Creating Effective Exercises With Sentence Completion — Part One

Sentence completion is an under-used tool for helping readers gain insight and change behavior. The trick is to structure these exercises for impact.

Start with an incomplete sentence (stem) that begs for completion. Psychotherapist Nathaniel Branden — who’s written a lot about sentence completion — offers examples such as these:

  • To me, self-responsibility means…
  • When I look at what I do to impress people…
  • Sometimes I keep myself passive when I…
  • Sometimes I make myself helpless when I…
  • If I want to grow in independence, I will need to…
  • It is slowly and reluctantly dawning on me that…

When done well, sentence completion encourages people to bypass their internal censors and express pre-conscious thoughts and feelings. In addition, sentence completion can guide readers to go beyond vague intentions, planning for specific and concrete new behaviors.

To help readers get the most from sentence completion, suggest that they:

  • Copy the stems to a personal journal (paper-based or digital) to build a written record of their responses.
  • Write at least five endings for each stem.
  • Write down anything that comes to mind as long as the response completes the sentence in a grammatical way.
  • Write quickly without stopping to edit or rewrite.
  • Focus on a small block of stems each week, completing the same sentences each day.
  • Review their sentence completions on the weekend, look for themes and major insights, and consolidate them.
  • Follow up on the weekly review with this stem from Branden: If any of what I wrote this week is true, it might be helpful if I….
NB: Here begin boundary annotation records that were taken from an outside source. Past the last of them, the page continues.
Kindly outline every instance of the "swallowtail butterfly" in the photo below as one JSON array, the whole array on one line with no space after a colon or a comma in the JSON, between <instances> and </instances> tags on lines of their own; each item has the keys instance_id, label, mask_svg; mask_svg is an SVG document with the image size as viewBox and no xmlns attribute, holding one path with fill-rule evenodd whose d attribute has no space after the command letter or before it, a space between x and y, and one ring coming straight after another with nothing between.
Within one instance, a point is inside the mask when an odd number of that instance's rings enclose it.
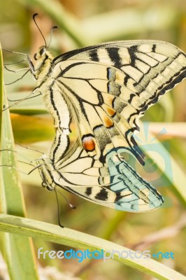
<instances>
[{"instance_id":1,"label":"swallowtail butterfly","mask_svg":"<svg viewBox=\"0 0 186 280\"><path fill-rule=\"evenodd\" d=\"M39 160L43 186L119 210L160 206L161 195L122 153L145 164L133 134L145 111L185 78L185 54L166 42L142 40L104 43L55 58L41 46L34 59L35 66L28 61L35 90L42 93L56 129L49 153Z\"/></svg>"}]
</instances>

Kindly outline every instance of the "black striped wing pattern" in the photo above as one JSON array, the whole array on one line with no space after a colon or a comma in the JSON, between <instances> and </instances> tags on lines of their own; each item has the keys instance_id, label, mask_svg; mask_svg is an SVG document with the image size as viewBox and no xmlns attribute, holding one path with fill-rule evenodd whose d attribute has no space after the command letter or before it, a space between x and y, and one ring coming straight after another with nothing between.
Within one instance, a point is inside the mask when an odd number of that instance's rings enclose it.
<instances>
[{"instance_id":1,"label":"black striped wing pattern","mask_svg":"<svg viewBox=\"0 0 186 280\"><path fill-rule=\"evenodd\" d=\"M129 41L66 52L51 62L45 75L38 67L38 87L57 129L42 160L45 185L120 210L161 206L162 196L122 154L129 151L144 164L133 136L138 118L185 78L185 54L173 45ZM72 122L78 132L75 144Z\"/></svg>"}]
</instances>

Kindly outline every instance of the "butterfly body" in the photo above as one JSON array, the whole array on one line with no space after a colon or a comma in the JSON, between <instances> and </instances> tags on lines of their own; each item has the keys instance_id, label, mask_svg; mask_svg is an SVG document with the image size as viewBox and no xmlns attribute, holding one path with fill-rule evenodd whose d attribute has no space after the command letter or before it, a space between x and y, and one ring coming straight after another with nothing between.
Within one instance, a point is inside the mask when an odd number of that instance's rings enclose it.
<instances>
[{"instance_id":1,"label":"butterfly body","mask_svg":"<svg viewBox=\"0 0 186 280\"><path fill-rule=\"evenodd\" d=\"M186 76L185 54L168 43L106 43L55 59L45 47L31 71L54 118L56 137L40 167L48 189L59 186L95 203L148 211L162 196L121 157L144 164L134 140L138 118ZM33 64L32 64L33 65ZM71 140L71 124L78 132Z\"/></svg>"}]
</instances>

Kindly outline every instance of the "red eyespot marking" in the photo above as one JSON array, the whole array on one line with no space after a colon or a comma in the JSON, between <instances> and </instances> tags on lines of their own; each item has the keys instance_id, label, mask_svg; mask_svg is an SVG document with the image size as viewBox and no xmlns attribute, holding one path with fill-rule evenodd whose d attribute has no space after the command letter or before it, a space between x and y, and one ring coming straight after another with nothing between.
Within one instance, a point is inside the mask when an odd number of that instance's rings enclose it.
<instances>
[{"instance_id":1,"label":"red eyespot marking","mask_svg":"<svg viewBox=\"0 0 186 280\"><path fill-rule=\"evenodd\" d=\"M106 117L104 118L104 125L109 128L113 125L113 122L110 118Z\"/></svg>"},{"instance_id":2,"label":"red eyespot marking","mask_svg":"<svg viewBox=\"0 0 186 280\"><path fill-rule=\"evenodd\" d=\"M85 135L83 137L82 143L85 150L92 152L95 149L94 139L92 134Z\"/></svg>"},{"instance_id":3,"label":"red eyespot marking","mask_svg":"<svg viewBox=\"0 0 186 280\"><path fill-rule=\"evenodd\" d=\"M110 117L114 115L114 114L115 113L115 109L113 109L113 108L109 108L109 107L106 108L106 112Z\"/></svg>"}]
</instances>

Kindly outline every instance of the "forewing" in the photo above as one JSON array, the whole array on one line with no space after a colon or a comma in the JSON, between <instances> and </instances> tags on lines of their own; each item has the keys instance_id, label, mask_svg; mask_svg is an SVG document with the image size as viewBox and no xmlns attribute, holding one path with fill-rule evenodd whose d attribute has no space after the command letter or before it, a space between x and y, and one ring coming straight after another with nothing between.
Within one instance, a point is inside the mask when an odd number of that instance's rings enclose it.
<instances>
[{"instance_id":1,"label":"forewing","mask_svg":"<svg viewBox=\"0 0 186 280\"><path fill-rule=\"evenodd\" d=\"M165 42L121 41L67 52L55 62L89 154L104 160L122 146L144 164L133 132L148 108L185 78L185 53Z\"/></svg>"}]
</instances>

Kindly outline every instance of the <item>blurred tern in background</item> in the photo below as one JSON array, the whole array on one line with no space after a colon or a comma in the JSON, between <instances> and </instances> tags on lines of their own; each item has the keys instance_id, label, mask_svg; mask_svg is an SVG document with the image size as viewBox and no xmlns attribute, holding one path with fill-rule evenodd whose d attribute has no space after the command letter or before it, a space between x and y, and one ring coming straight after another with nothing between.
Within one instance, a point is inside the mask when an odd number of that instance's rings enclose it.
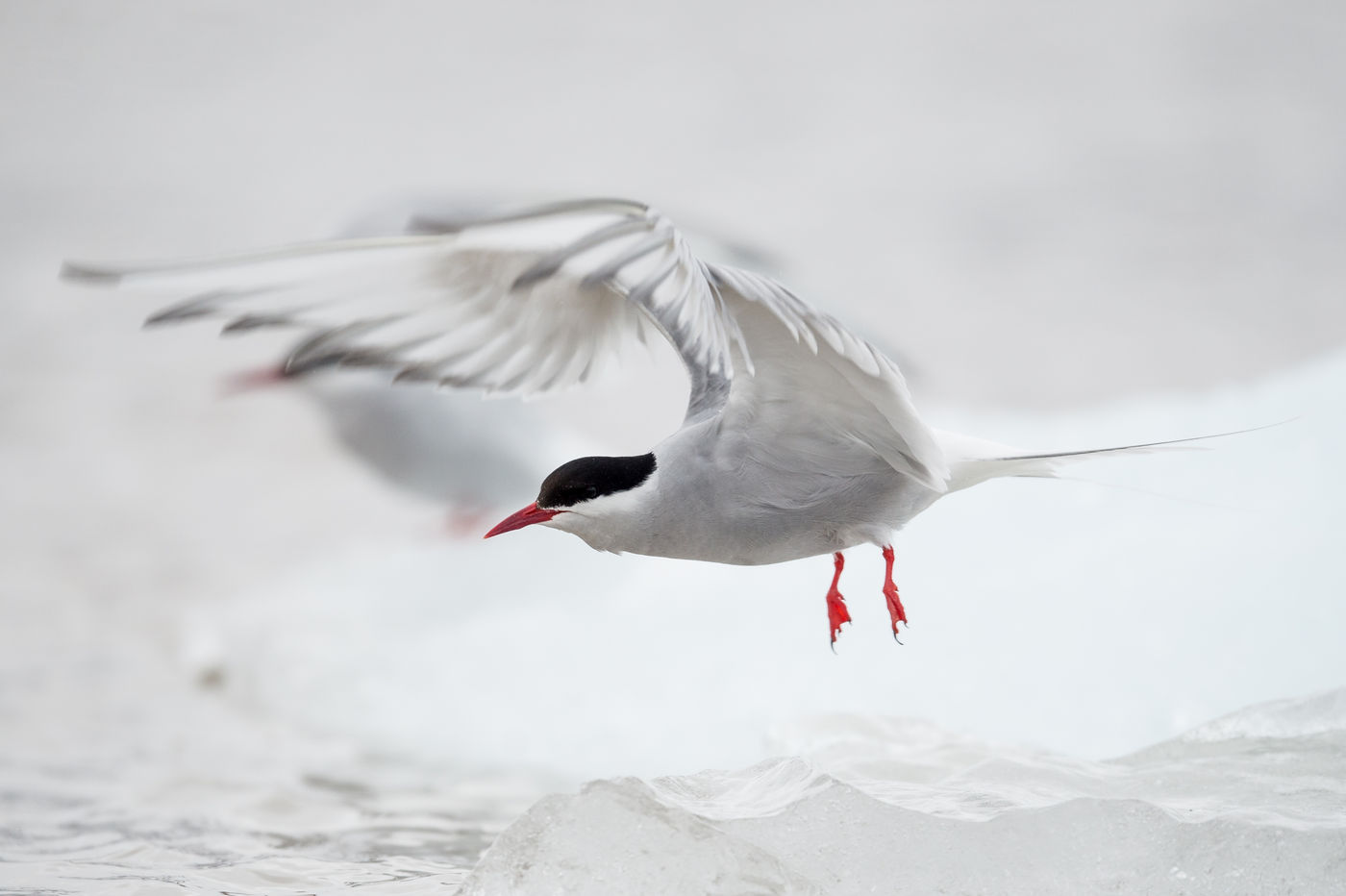
<instances>
[{"instance_id":1,"label":"blurred tern in background","mask_svg":"<svg viewBox=\"0 0 1346 896\"><path fill-rule=\"evenodd\" d=\"M892 535L944 495L997 476L1191 439L1026 452L931 429L898 366L786 287L703 261L649 206L581 199L439 222L436 231L65 276L186 293L149 323L306 331L284 363L532 394L584 382L654 331L690 378L682 426L643 455L580 457L487 537L542 525L591 548L721 564L832 554L832 640L849 622L843 553L883 552L894 636L906 611Z\"/></svg>"},{"instance_id":2,"label":"blurred tern in background","mask_svg":"<svg viewBox=\"0 0 1346 896\"><path fill-rule=\"evenodd\" d=\"M468 195L394 196L371 203L341 229L345 239L397 234L441 234L487 218L506 203ZM775 273L769 252L742 239L708 235L696 242L713 258ZM332 435L378 476L450 507L454 534L474 533L486 514L526 494L548 467L540 456L556 431L518 400L483 401L476 390L409 387L386 370L353 370L342 355L311 357L236 374L230 393L293 385L322 409ZM569 440L569 433L564 433ZM552 440L556 441L556 440Z\"/></svg>"},{"instance_id":3,"label":"blurred tern in background","mask_svg":"<svg viewBox=\"0 0 1346 896\"><path fill-rule=\"evenodd\" d=\"M487 514L546 472L540 453L548 426L522 402L394 387L392 379L384 370L345 370L331 355L236 374L227 387L297 386L323 409L342 447L384 482L446 505L455 535L476 531Z\"/></svg>"}]
</instances>

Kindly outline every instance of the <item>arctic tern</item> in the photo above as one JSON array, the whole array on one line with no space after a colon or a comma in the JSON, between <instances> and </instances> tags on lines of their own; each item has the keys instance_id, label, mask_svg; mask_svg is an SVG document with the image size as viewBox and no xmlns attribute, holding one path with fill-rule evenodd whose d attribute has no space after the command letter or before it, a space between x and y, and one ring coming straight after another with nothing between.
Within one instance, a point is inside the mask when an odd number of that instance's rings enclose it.
<instances>
[{"instance_id":1,"label":"arctic tern","mask_svg":"<svg viewBox=\"0 0 1346 896\"><path fill-rule=\"evenodd\" d=\"M843 552L883 552L896 636L906 609L892 537L950 492L1051 478L1081 457L1193 441L1024 452L926 425L898 366L781 283L695 256L625 199L579 199L435 233L292 245L148 265L67 262L63 276L190 297L149 318L292 327L284 365L374 367L398 381L533 394L584 382L654 331L681 357L681 428L649 452L561 464L486 537L541 525L596 550L720 564L832 554L832 642L851 620Z\"/></svg>"}]
</instances>

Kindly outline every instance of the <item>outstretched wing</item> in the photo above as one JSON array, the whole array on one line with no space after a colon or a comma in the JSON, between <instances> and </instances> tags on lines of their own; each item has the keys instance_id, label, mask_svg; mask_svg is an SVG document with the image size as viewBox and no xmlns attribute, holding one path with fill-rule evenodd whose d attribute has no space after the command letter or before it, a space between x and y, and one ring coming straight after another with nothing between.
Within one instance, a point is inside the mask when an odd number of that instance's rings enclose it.
<instances>
[{"instance_id":1,"label":"outstretched wing","mask_svg":"<svg viewBox=\"0 0 1346 896\"><path fill-rule=\"evenodd\" d=\"M707 265L743 334L752 375L734 379L723 431L751 433L746 453L789 479L808 500L809 474L864 472L882 457L898 472L944 491L949 468L921 420L898 365L779 283Z\"/></svg>"},{"instance_id":2,"label":"outstretched wing","mask_svg":"<svg viewBox=\"0 0 1346 896\"><path fill-rule=\"evenodd\" d=\"M160 265L73 262L65 274L190 296L151 324L303 328L291 369L370 366L487 391L583 382L653 326L692 379L688 420L721 413L785 453L818 439L835 445L840 433L931 488L948 480L891 359L774 280L701 262L666 218L634 202L563 202L428 235Z\"/></svg>"},{"instance_id":3,"label":"outstretched wing","mask_svg":"<svg viewBox=\"0 0 1346 896\"><path fill-rule=\"evenodd\" d=\"M478 218L431 235L346 239L149 265L69 262L63 276L184 300L147 322L308 332L287 366L530 394L588 378L653 326L692 379L689 414L732 378L732 315L673 225L647 206L586 199Z\"/></svg>"}]
</instances>

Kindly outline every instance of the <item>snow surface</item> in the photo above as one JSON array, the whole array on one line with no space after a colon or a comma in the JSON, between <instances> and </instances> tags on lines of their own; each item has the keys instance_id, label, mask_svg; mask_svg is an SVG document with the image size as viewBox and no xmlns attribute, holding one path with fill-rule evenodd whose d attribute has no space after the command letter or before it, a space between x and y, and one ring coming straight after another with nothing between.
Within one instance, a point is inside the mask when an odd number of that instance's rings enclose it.
<instances>
[{"instance_id":1,"label":"snow surface","mask_svg":"<svg viewBox=\"0 0 1346 896\"><path fill-rule=\"evenodd\" d=\"M600 778L471 887L631 892L681 844L668 873L708 892L1333 892L1342 15L5 3L0 889L440 893ZM446 542L295 396L213 401L285 338L151 338L152 301L54 277L470 192L625 194L766 245L941 426L1057 448L1302 417L1081 470L1180 500L935 506L898 545L906 646L855 552L833 657L825 558ZM684 400L635 359L538 409L631 453Z\"/></svg>"},{"instance_id":2,"label":"snow surface","mask_svg":"<svg viewBox=\"0 0 1346 896\"><path fill-rule=\"evenodd\" d=\"M851 552L833 655L826 557L728 568L525 530L324 558L197 608L191 667L384 749L573 780L746 766L763 732L839 712L1114 756L1346 681L1343 396L1346 355L1213 396L935 416L1047 448L1303 414L1077 468L1127 490L1016 480L937 505L896 542L902 646L876 550Z\"/></svg>"},{"instance_id":3,"label":"snow surface","mask_svg":"<svg viewBox=\"0 0 1346 896\"><path fill-rule=\"evenodd\" d=\"M1323 721L1082 763L835 718L808 759L549 796L462 892L1342 893L1346 729Z\"/></svg>"}]
</instances>

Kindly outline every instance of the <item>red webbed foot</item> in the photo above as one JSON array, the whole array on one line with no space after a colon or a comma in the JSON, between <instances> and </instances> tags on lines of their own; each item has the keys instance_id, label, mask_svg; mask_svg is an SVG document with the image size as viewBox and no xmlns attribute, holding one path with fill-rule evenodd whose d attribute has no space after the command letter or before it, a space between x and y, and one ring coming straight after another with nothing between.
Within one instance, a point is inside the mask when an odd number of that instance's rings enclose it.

You can also use sentence completion in guiding readers to create implementation intentions. These are statements that pair an environmental cue with a specific planned behavior. For example:

When I get my paycheck, I will deposit 10 percent of it in my savings account.

The syntax for these sentences is:

When… I will….

Another option is creating sentences with the syntax of Tiny Habits. This is a strategy for behavior change based on the brilliant work of BJ Fogg at Stanford University. A Tiny Habit links an existing habit with a “baby step” — a new behavior that takes 30 seconds or less and requires no willpower whatsoever. For example:

After I walk in the door from work, I will hug my wife.

Here the syntax is:

After I… I will….

Branden describes daily sentence completion as “a kind of psychological discipline, a spiritual practice, even, that over time achieves insight, integration, and spontaneous behavior change.” That’s a big claim, and it’s worth testing.